Sat Jul 08 11:39:12 EAT 2017
Trump versus the rest as violent G20 wraps up
US President Donald Trump heads Saturday into the final day of a fractious and violent G20 summit in Germany at odds even with America's traditional Western allies.
Negotiators from the world's 20 top economies were expected to have worked all night trying to hammer out a final summit statement that at least gives the impression of unity
Hamburg. US President Donald Trump heads Saturday into the final day of a fractious and violent G20 summit in Germany at odds even with America's traditional Western allies.
Negotiators from the world's 20 top economies were expected to have worked all night trying to hammer out a final summit statement that at least gives the impression of unity.
Hamburg authorities meanwhile braced for another day of demonstrations, after two days of running battles between police and anti-capitalist protestors left 200 officers injured and a trail of destruction.
The clashes meant that US First Lady Melania Trump was unable to join fellow leaders' spouses on a tour of Hamburg harbour, while the car tyres of the Canadian delegation were slashed.
Militants torched cars, smashed windows and broke up paving slabs to throw stones at riot police who resorted to water cannon and tear gas as helicopters buzzed overhead, AFP reporters said.
The activists failed, however, to prevent G20 leaders making it to Hamburg's Elbphilharmonie concert hall for a rendition of Beethoven's ninth symphony. They then went on to a gala dinner.
"War, climate change, exploitation are the result of the capitalist system that the G20 stands for and which 20,000 police are here to defend," demonstrator Georg Ismail told AFP.
German Chancellor Angela Merkel said she could understand peaceful protests, but demonstrations that "put peoples' lives in danger, put the protesters' own lives in danger... are unacceptable".
But the influential Bild daily slammed Merkel in a stinging editorial, calling the summit a "debacle" for the chancellor ahead of elections in September.

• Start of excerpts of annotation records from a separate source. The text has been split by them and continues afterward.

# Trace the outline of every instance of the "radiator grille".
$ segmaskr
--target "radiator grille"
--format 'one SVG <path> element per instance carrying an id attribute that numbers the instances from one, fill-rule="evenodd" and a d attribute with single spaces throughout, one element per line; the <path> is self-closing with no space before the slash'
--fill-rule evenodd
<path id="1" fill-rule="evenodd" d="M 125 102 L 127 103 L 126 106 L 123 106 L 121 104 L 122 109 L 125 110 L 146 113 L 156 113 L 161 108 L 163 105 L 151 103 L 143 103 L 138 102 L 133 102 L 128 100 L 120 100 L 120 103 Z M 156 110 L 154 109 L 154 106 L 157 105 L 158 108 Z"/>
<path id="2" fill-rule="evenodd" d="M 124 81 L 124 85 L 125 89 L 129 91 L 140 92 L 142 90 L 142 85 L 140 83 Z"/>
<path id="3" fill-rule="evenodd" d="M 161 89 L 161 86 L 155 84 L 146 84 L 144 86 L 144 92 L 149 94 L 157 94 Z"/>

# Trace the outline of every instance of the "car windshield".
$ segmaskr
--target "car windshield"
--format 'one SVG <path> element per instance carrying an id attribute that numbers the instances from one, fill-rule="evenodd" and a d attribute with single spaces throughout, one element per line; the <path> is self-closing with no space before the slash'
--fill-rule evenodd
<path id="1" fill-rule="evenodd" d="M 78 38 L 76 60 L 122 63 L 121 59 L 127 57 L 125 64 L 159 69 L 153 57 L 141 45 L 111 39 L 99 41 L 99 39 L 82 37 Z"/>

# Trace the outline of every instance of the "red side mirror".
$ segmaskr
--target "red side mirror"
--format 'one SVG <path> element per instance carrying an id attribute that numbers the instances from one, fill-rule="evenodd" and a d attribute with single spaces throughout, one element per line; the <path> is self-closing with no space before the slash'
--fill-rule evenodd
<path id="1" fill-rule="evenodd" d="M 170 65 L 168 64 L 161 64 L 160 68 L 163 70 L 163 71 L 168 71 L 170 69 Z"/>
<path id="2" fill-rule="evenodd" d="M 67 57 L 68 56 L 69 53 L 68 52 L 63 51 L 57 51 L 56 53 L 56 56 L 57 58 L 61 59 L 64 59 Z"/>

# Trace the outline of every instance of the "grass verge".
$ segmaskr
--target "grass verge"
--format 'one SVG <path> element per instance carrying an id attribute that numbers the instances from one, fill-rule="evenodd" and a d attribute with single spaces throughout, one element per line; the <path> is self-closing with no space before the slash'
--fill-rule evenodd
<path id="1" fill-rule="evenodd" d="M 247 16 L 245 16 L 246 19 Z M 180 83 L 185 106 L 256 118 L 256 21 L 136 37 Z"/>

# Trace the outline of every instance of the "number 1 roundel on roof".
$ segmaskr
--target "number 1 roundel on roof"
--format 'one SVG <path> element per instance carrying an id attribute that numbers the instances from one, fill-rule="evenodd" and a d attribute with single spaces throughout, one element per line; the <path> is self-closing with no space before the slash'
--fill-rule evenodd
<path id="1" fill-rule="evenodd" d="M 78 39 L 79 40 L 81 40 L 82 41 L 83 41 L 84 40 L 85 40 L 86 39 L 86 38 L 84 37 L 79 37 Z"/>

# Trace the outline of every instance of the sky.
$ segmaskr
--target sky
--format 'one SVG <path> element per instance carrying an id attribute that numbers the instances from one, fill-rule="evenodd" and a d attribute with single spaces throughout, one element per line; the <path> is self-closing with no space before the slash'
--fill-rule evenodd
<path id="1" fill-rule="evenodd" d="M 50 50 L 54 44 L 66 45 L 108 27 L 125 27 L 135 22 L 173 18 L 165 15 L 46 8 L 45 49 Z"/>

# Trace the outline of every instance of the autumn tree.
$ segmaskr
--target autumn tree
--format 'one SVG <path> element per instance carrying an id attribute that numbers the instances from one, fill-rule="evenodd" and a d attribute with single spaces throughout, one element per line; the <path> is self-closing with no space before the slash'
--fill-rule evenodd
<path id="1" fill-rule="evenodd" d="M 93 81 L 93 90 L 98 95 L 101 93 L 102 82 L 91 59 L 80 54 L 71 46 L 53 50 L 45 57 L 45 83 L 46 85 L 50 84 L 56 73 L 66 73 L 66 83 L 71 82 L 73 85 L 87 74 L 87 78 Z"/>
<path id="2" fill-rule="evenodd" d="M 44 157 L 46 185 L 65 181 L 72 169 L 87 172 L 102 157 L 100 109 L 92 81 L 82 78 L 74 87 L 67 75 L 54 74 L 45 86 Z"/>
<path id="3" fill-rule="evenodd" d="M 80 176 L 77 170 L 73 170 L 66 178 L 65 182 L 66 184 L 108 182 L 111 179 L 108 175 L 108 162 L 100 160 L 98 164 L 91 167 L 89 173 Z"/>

"Of course the police did all it could. But the street belonged to the mob. The feeling of general security that the state must guarantee has ceased to exist in Hamburg over the last 48 hours," Bild thundered.
- Trump vs. Putin -
The summit has been anything but harmonious inside the heavily guarded venue as world leaders struggled to adjust to the unorthodox approach of the new occupant of the White House.

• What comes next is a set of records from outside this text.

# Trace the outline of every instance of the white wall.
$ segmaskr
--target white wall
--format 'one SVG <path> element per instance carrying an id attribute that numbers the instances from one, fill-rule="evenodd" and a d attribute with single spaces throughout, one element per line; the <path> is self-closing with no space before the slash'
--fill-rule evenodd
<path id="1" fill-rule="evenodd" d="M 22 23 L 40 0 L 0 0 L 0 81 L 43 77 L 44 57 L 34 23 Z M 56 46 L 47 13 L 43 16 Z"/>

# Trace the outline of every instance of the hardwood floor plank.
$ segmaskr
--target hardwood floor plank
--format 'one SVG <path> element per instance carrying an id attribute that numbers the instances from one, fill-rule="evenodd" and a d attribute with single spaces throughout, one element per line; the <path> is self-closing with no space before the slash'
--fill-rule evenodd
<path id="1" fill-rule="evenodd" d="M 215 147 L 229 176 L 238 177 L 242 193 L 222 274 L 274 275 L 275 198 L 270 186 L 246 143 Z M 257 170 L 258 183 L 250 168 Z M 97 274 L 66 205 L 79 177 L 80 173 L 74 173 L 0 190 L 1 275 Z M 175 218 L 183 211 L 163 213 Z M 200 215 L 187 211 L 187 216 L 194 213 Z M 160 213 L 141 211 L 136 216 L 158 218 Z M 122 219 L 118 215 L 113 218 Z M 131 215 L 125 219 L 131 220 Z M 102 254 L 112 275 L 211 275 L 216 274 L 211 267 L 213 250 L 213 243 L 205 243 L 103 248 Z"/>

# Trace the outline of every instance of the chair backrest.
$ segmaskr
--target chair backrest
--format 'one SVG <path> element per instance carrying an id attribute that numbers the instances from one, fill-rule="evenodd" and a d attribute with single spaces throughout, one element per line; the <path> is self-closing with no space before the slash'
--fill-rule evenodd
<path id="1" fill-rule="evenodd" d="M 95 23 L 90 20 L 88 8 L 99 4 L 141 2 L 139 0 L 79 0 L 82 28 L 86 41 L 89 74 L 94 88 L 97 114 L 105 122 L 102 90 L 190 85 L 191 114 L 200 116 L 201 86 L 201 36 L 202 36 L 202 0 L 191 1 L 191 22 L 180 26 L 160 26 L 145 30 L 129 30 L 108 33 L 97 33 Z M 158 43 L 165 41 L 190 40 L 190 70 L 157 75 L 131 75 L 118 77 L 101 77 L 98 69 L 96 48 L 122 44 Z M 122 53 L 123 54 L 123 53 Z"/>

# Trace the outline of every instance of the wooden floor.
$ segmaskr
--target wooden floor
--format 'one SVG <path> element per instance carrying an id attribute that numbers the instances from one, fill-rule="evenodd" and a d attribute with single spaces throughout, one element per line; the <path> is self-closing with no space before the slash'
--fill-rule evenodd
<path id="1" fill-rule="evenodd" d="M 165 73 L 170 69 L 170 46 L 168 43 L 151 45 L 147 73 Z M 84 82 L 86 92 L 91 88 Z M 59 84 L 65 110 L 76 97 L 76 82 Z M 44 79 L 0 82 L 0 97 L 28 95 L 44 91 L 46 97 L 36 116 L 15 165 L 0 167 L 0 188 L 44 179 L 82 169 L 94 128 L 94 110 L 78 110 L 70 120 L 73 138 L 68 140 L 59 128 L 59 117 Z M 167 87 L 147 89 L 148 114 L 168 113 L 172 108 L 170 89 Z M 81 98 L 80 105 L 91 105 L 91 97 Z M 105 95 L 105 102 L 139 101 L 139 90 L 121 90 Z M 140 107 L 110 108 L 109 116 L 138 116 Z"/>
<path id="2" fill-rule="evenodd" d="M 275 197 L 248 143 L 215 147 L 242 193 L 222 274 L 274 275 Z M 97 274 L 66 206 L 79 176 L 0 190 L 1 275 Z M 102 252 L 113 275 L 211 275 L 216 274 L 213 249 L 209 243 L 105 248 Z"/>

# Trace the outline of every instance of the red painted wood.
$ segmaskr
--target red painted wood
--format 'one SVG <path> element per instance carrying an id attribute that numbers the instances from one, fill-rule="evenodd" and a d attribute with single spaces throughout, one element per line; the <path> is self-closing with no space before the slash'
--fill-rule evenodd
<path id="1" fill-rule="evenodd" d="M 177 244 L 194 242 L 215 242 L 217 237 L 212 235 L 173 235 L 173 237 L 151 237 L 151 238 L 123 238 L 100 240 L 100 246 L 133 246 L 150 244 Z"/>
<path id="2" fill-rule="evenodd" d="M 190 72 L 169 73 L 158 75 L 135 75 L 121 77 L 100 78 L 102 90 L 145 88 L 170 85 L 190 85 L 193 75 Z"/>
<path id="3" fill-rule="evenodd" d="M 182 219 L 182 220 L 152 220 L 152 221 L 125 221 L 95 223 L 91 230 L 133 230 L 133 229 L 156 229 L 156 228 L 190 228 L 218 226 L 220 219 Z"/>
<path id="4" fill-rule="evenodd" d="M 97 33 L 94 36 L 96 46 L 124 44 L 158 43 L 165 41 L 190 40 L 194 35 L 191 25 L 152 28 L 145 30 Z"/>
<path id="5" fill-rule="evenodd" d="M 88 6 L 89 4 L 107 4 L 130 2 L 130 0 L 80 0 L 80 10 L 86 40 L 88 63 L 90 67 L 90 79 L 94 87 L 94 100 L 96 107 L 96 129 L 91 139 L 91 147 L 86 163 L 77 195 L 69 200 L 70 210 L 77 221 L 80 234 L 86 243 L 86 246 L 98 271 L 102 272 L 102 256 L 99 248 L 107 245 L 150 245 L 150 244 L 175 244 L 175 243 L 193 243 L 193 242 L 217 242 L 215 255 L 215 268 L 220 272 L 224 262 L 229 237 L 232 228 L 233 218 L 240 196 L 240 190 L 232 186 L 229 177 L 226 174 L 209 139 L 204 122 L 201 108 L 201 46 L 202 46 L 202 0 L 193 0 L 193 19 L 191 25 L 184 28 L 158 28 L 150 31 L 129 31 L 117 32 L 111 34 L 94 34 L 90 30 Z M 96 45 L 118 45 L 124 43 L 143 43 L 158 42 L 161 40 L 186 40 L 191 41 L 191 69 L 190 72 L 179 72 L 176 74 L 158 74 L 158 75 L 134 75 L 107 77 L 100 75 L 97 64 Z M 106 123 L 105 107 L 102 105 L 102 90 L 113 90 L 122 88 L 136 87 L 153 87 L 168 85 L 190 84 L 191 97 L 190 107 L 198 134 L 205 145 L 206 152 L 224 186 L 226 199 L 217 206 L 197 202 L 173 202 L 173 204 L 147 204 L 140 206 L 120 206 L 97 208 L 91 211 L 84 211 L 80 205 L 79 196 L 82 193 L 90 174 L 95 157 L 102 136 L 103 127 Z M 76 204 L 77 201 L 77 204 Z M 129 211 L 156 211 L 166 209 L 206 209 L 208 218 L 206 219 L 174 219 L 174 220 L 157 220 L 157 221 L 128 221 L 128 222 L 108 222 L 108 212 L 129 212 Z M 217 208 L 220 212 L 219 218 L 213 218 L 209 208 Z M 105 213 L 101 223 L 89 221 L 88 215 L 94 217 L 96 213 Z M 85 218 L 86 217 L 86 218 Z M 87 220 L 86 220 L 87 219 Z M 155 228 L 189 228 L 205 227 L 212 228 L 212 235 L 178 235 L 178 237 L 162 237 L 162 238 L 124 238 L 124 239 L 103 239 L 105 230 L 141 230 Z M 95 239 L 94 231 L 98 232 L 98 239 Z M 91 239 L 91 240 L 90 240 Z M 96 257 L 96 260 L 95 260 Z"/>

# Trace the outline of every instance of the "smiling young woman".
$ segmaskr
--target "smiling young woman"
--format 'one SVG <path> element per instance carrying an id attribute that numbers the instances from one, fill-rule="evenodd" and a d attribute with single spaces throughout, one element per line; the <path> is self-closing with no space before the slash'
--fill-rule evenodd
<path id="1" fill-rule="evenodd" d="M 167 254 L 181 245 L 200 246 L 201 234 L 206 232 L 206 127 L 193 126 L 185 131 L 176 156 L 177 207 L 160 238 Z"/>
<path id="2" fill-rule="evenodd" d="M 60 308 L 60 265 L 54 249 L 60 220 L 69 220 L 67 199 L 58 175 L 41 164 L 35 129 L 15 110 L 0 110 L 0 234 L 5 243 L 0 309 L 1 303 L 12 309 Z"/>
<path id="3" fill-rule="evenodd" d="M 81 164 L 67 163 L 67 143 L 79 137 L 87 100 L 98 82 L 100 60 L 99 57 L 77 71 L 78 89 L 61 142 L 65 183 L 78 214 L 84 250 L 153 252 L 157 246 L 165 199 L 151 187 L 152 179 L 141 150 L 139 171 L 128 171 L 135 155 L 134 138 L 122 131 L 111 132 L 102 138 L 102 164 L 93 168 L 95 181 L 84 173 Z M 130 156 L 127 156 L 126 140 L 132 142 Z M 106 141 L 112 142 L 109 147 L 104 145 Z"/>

Trump's most eagerly awaited encounter was a bruising head-to-head -- their first -- with Russia's strongman President Vladimir Putin lasting two and a quarter hours.
On the presidential election campaign trail last year, Trump said he hoped relations with Putin could be rebuilt after Russia's acrimonious ties with his predecessor Barack Obama.
A day after Trump slammed Moscow's actions in Ukraine and Syria, the two men Friday had a "robust and lengthy exchange" about allegations of Russian meddling in the 2016 US election, Secretary of State Rex Tillerson said.
But Tillerson, who was present at the marathon meeting, said also that the two alpha-male leaders "connected very quickly" with "very clear positive chemistry".
"Neither one of them wanted to stop," he said. "I believe they even sent in the (US) First Lady at one point to see if she could get us out of there."
- Storm over climate -
But if Trump and Putin established a rapport, the distance between the US leader and America's long-standing partners has widened with his climate-sceptic opinions and "America First" policy.
The growing rift has turned this year's G20 summit -- normally a ripple-free event in the diplomatic calendar -- into one of the stormiest in the forum's history.
A draft communique seen by AFP Friday appeared to reflect the 19-versus-one stance on climate.
It underlines that the 2015 Paris climate accord is "irreversible" and affirms that other G20 nations are committed to the deal while taking note of Washington's decision to quit the agreement.
On trade it appeared that the final communique would stress the importance of free trade but also recognise the right of countries to defend itself against uncompetitive practices.